Traceback (most recent call last):
  File "/srv/public/users/tomas/program/Conda/envs/Falcon_19_please/lib/python3.7/runpy.py", line 193, in _run_module_as_main
    "__main__", mod_spec)
  File "/srv/public/users/tomas/program/Conda/envs/Falcon_19_please/lib/python3.7/runpy.py", line 85, in _run_code
    exec(code, run_globals)
  File "/srv/public/users/tomas/program/Conda/envs/Falcon_19_please/lib/python3.7/site-packages/pypeflow/do_task.py", line 280, in <module>
    main()
  File "/srv/public/users/tomas/program/Conda/envs/Falcon_19_please/lib/python3.7/site-packages/pypeflow/do_task.py", line 272, in main
    run(**vars(parsed_args))
  File "/srv/public/users/tomas/program/Conda/envs/Falcon_19_please/lib/python3.7/site-packages/pypeflow/do_task.py", line 266, in run
    run_cfg_in_tmpdir(cfg, tmpdir, '.')
  File "/srv/public/users/tomas/program/Conda/envs/Falcon_19_please/lib/python3.7/site-packages/pypeflow/do_task.py", line 241, in run_cfg_in_tmpdir
    run_bash(bash_template, myinputs, myoutputs, parameters)
  File "/srv/public/users/tomas/program/Conda/envs/Falcon_19_please/lib/python3.7/site-packages/pypeflow/do_task.py", line 200, in run_bash
    util.system(cmd)
  File "/srv/public/users/tomas/program/Conda/envs/Falcon_19_please/lib/python3.7/site-packages/pypeflow/io.py", line 27, in syscall
    raise Exception(msg)
Exception: Call '/bin/bash user_script.sh' returned 256.
+++ pwd
++ echo 'FAILURE. Running top in /srv/public/users/tomas/F1_bull_test_data_5/0-rawreads/daligner-split (If you see -terminal database is inaccessible- you are using the python bin-wrapper, so you will not get diagnostic info.

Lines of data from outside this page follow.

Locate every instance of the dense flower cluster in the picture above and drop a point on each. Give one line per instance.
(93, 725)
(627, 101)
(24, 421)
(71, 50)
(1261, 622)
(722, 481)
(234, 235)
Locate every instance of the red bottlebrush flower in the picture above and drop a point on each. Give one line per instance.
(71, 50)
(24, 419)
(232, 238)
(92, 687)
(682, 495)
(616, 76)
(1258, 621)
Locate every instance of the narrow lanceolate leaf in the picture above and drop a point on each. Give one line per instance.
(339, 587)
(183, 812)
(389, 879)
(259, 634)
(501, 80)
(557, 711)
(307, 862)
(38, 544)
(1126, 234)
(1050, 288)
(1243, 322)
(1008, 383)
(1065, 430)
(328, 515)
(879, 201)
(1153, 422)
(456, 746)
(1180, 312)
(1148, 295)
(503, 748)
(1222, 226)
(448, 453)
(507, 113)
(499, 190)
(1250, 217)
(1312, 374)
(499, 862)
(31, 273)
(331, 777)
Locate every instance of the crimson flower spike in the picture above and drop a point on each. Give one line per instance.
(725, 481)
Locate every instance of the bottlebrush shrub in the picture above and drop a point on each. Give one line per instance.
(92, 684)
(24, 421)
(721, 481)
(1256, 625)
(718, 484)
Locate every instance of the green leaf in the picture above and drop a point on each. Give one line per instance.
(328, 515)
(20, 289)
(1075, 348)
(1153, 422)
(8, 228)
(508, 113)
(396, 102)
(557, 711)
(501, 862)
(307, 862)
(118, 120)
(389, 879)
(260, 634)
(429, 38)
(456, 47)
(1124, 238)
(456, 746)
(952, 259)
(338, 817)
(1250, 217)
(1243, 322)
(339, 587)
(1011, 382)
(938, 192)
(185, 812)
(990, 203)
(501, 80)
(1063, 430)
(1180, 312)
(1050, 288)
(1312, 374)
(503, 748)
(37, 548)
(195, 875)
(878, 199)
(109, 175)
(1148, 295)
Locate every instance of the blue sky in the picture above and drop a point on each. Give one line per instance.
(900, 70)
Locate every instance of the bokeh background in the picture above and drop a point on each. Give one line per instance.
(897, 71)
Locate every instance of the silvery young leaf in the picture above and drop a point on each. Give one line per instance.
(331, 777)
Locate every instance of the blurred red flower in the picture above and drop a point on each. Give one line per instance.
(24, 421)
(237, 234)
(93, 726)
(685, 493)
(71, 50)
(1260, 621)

No big deal. This process is crashing anyway.)'
++ rm -f top.txt
++ which python
++ which top
++ env -u LD_LIBRARY_PATH top -b -n 1
++ env -u LD_LIBRARY_PATH top -b -n 1
++ pstree -apl
task.sh: line 10: pstree: command not found

real    0m0.598s
user    0m0.376s
sys 0m0.141s
Namespace(command=['/bin/bash', 'run.sh'], directory='/srv/public/users/tomas/F1_bull_test_data_5/0-rawreads/daligner-split', exit_file='/srv/public/users/tomas/F1_bull_test_data_5/mypwatcher/exits/exit-P03123502665eef', heartbeat_file='/srv/public/users/tomas/F1_bull_test_data_5/mypwatcher/heartbeats/heartbeat-P03123502665eef', rate=10.0)

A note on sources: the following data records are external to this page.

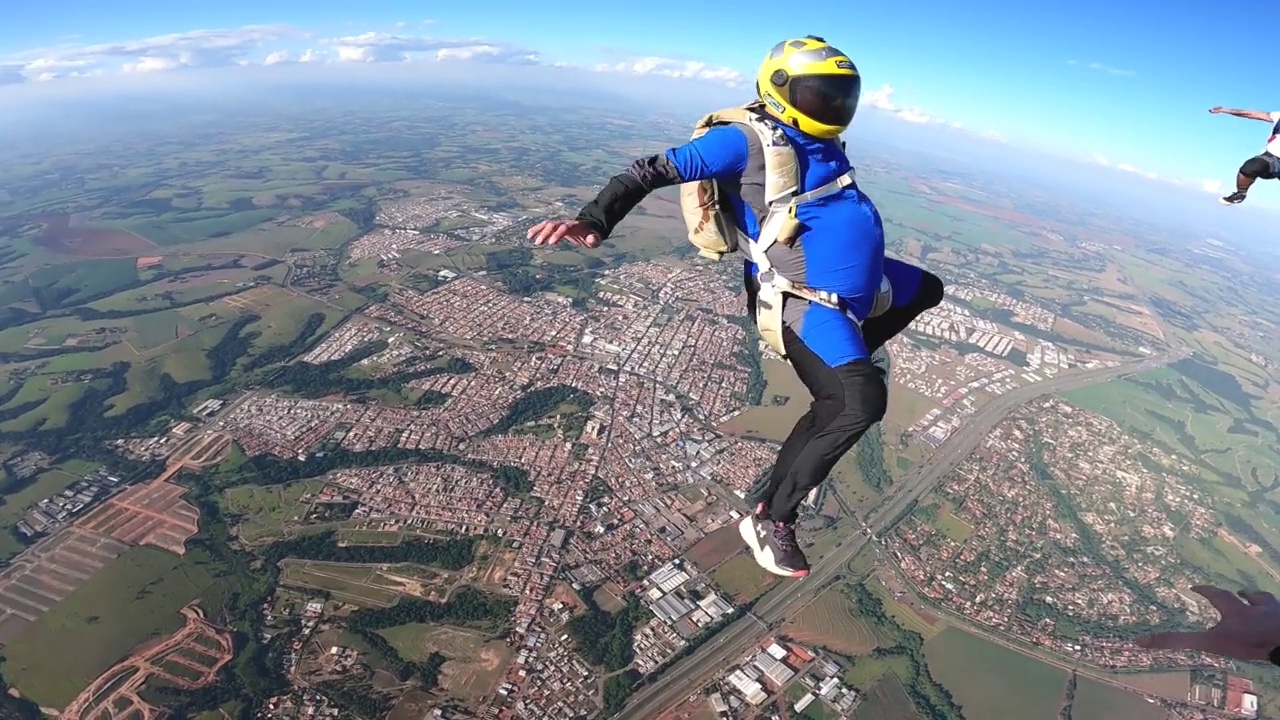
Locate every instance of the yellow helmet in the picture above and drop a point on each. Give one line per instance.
(810, 86)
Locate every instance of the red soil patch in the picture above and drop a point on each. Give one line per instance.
(1002, 213)
(58, 235)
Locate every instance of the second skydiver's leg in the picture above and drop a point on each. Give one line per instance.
(914, 292)
(1262, 167)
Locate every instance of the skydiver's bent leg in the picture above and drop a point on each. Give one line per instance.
(1262, 167)
(914, 292)
(848, 400)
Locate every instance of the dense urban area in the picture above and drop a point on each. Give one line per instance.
(433, 472)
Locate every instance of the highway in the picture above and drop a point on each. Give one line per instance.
(734, 641)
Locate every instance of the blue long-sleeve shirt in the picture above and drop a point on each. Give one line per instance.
(842, 242)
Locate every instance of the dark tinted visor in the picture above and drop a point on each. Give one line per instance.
(830, 100)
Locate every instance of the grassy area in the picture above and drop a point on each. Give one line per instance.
(265, 511)
(346, 589)
(832, 621)
(1098, 701)
(369, 537)
(743, 579)
(886, 701)
(867, 671)
(333, 235)
(904, 614)
(17, 504)
(952, 527)
(991, 682)
(133, 600)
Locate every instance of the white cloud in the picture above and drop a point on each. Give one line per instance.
(152, 65)
(1202, 185)
(195, 49)
(1102, 68)
(1098, 159)
(666, 67)
(882, 99)
(287, 45)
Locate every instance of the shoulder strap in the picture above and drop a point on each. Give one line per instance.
(781, 168)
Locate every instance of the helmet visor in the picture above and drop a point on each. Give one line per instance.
(830, 100)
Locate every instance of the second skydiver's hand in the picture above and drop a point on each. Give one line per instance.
(1249, 628)
(549, 232)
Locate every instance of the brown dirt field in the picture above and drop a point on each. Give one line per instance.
(830, 621)
(156, 514)
(58, 235)
(1004, 214)
(887, 701)
(105, 698)
(714, 548)
(1070, 331)
(1174, 684)
(608, 597)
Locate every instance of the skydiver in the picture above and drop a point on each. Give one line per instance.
(1249, 628)
(1265, 165)
(819, 287)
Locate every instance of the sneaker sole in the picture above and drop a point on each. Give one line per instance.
(763, 555)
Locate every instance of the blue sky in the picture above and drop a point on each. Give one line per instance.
(1091, 81)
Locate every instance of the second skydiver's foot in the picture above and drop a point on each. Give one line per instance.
(773, 546)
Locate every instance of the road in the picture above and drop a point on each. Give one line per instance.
(741, 634)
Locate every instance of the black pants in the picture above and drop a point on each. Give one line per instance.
(846, 402)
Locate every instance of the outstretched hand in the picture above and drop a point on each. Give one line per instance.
(1249, 628)
(549, 232)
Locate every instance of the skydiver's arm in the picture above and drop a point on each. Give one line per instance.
(1248, 114)
(722, 153)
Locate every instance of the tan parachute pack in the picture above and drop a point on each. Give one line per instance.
(713, 231)
(708, 218)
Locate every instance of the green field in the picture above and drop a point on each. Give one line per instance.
(17, 504)
(338, 582)
(1175, 411)
(1098, 701)
(265, 511)
(133, 600)
(743, 578)
(991, 682)
(886, 701)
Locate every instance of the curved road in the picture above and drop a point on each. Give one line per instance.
(741, 634)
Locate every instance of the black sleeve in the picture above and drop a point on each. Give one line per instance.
(625, 191)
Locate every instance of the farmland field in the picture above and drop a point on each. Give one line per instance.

cwd:'/srv/public/users/tomas/F1_bull_test_data_5/0-rawreads/daligner-split'
hostname=yangtze.imp.fu-berlin.de
heartbeat_fn='/srv/public/users/tomas/F1_bull_test_data_5/mypwatcher/heartbeats/heartbeat-P03123502665eef'
exit_fn='/srv/public/users/tomas/F1_bull_test_data_5/mypwatcher/exits/exit-P03123502665eef'
sleep_s=10.0
before setpgid: pid=17666 pgid=17530
 after setpgid: pid=17666 pgid=17666
In cwd: /srv/public/users/tomas/F1_bull_test_data_5/0-rawreads/daligner-split, Blocking call: '/bin/bash run.sh'
 returned: 256

I think that the problem is that in some of the script Falcon is calling "pstree -apl", but there is no option -a.

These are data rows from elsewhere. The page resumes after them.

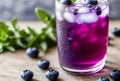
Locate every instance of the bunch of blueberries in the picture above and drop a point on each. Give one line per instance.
(88, 3)
(27, 75)
(52, 74)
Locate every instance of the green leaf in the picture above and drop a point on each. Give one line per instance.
(31, 31)
(43, 46)
(32, 42)
(1, 46)
(1, 50)
(3, 36)
(73, 0)
(42, 15)
(23, 33)
(14, 22)
(20, 44)
(10, 48)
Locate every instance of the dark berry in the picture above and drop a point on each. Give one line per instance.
(92, 2)
(27, 75)
(75, 11)
(52, 75)
(115, 75)
(116, 32)
(32, 52)
(43, 64)
(89, 5)
(67, 2)
(98, 10)
(103, 79)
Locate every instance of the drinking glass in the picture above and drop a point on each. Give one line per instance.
(82, 34)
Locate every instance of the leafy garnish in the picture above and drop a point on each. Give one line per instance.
(12, 38)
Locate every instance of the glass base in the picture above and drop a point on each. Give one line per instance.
(91, 70)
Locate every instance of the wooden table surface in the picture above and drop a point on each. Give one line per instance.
(12, 64)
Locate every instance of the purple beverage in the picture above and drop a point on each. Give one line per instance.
(82, 35)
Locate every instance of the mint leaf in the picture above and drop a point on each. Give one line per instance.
(43, 46)
(20, 44)
(42, 15)
(10, 48)
(31, 31)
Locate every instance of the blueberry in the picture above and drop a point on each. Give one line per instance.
(52, 75)
(98, 10)
(43, 64)
(27, 75)
(32, 52)
(116, 32)
(92, 2)
(67, 2)
(115, 75)
(103, 79)
(75, 11)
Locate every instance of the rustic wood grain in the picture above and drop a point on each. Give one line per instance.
(12, 64)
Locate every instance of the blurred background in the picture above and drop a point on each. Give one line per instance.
(24, 9)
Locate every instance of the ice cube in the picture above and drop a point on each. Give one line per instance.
(60, 6)
(79, 1)
(69, 17)
(105, 12)
(88, 17)
(83, 10)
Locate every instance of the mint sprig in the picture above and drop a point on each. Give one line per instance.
(13, 38)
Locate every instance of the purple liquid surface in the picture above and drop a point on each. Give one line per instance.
(82, 45)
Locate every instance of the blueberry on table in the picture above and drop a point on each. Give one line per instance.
(43, 64)
(66, 2)
(116, 32)
(92, 2)
(98, 10)
(32, 52)
(103, 79)
(52, 75)
(27, 75)
(115, 75)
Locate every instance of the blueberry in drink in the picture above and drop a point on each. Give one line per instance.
(82, 35)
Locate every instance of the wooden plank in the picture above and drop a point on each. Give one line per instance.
(12, 64)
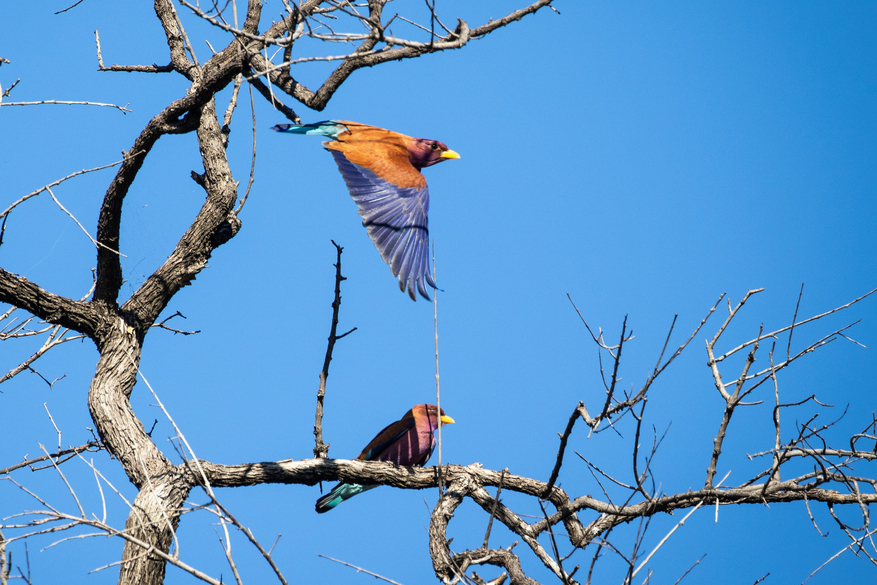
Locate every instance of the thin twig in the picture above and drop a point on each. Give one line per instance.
(321, 449)
(124, 109)
(361, 570)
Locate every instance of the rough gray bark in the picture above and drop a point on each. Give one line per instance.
(120, 331)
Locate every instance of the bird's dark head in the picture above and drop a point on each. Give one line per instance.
(424, 153)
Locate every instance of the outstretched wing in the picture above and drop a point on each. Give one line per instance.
(396, 220)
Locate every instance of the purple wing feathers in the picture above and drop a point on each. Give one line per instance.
(396, 220)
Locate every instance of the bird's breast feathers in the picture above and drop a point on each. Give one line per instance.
(382, 152)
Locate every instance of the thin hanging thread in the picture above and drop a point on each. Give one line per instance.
(438, 398)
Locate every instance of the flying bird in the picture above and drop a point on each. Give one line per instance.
(382, 172)
(409, 442)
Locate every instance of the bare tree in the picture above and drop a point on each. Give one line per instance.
(264, 59)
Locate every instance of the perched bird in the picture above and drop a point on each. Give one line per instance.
(382, 172)
(409, 442)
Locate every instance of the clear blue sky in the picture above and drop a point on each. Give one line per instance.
(642, 157)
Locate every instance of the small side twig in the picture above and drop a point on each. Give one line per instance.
(361, 570)
(124, 109)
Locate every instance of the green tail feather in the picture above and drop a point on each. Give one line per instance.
(341, 492)
(328, 128)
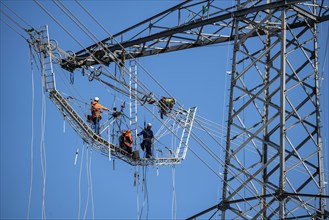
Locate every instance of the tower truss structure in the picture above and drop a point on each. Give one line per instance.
(274, 81)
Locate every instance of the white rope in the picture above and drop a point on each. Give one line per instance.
(32, 136)
(79, 182)
(88, 180)
(43, 152)
(173, 202)
(91, 188)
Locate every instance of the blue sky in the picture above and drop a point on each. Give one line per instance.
(195, 77)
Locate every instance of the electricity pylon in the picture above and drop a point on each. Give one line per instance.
(274, 97)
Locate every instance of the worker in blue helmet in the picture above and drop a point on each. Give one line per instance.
(147, 140)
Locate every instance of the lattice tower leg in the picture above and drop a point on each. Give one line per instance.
(133, 95)
(273, 163)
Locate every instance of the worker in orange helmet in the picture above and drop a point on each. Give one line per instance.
(126, 141)
(96, 114)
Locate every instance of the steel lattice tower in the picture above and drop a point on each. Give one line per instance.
(274, 96)
(274, 108)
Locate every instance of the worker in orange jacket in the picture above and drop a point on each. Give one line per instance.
(96, 114)
(126, 141)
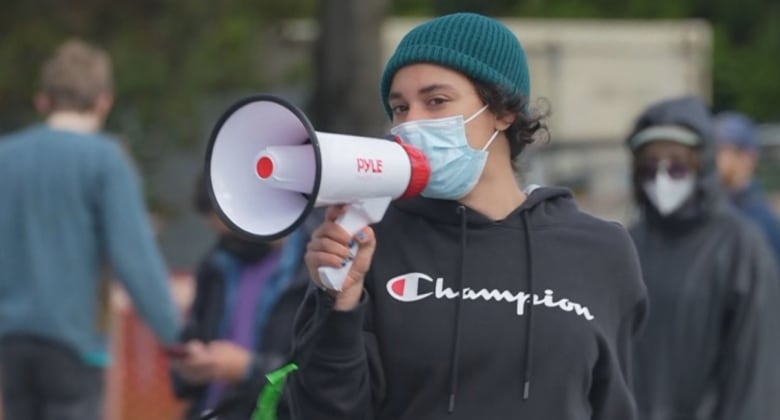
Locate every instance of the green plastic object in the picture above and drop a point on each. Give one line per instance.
(268, 401)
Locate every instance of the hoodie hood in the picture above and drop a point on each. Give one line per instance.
(691, 113)
(447, 211)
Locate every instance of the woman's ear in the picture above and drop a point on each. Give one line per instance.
(504, 121)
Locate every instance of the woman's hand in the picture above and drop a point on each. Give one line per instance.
(330, 247)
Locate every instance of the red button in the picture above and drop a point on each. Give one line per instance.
(265, 167)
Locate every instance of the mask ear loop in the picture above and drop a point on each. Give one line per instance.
(476, 114)
(493, 137)
(495, 132)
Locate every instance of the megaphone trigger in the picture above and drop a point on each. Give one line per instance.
(360, 214)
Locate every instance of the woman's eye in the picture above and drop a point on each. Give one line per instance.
(399, 109)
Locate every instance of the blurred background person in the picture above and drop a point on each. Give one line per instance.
(738, 157)
(708, 349)
(240, 324)
(72, 208)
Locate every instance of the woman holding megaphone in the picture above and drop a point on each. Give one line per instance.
(478, 300)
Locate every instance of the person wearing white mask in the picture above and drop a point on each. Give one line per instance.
(481, 299)
(708, 348)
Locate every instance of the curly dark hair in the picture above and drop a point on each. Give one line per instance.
(530, 122)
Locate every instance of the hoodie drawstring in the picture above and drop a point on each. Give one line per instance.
(529, 332)
(456, 337)
(529, 335)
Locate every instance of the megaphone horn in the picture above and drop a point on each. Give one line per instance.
(267, 169)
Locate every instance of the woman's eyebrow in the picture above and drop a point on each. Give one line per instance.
(423, 90)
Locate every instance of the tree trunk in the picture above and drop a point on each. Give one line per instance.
(348, 68)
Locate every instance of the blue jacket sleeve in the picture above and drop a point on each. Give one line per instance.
(130, 247)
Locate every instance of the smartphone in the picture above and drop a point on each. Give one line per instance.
(177, 351)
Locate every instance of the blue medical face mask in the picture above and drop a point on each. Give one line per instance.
(455, 165)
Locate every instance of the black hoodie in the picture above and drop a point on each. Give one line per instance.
(447, 327)
(708, 349)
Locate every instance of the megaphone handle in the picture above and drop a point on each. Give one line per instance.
(359, 215)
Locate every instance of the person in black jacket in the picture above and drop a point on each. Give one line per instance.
(240, 323)
(480, 299)
(708, 348)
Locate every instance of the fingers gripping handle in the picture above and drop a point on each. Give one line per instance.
(359, 215)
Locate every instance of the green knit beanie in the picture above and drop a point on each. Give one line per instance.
(475, 45)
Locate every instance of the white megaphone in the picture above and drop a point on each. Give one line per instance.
(268, 169)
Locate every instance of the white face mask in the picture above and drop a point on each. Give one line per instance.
(668, 194)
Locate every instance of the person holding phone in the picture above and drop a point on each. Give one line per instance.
(240, 324)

There is any way to avoid these error, are something that I'm not seen, please help

Thanks

pb-cdunn commented 5 years ago

Oops. You are getting the default values of ovlp/pa_HPCdaligner_option. Gene removed -D from HPC.daligner, and we forgot to remove that from the defaults.

You can fix this by setting:

[General]
pa_HPCdaligner_option = -v
ovlp_HPCdaligner_option = -v -l500

You might also want to add something like -B128 to both of those also. We always set -B there, so we have never run into this. But we will remove -D from defaults in the next release. Thanks for the report.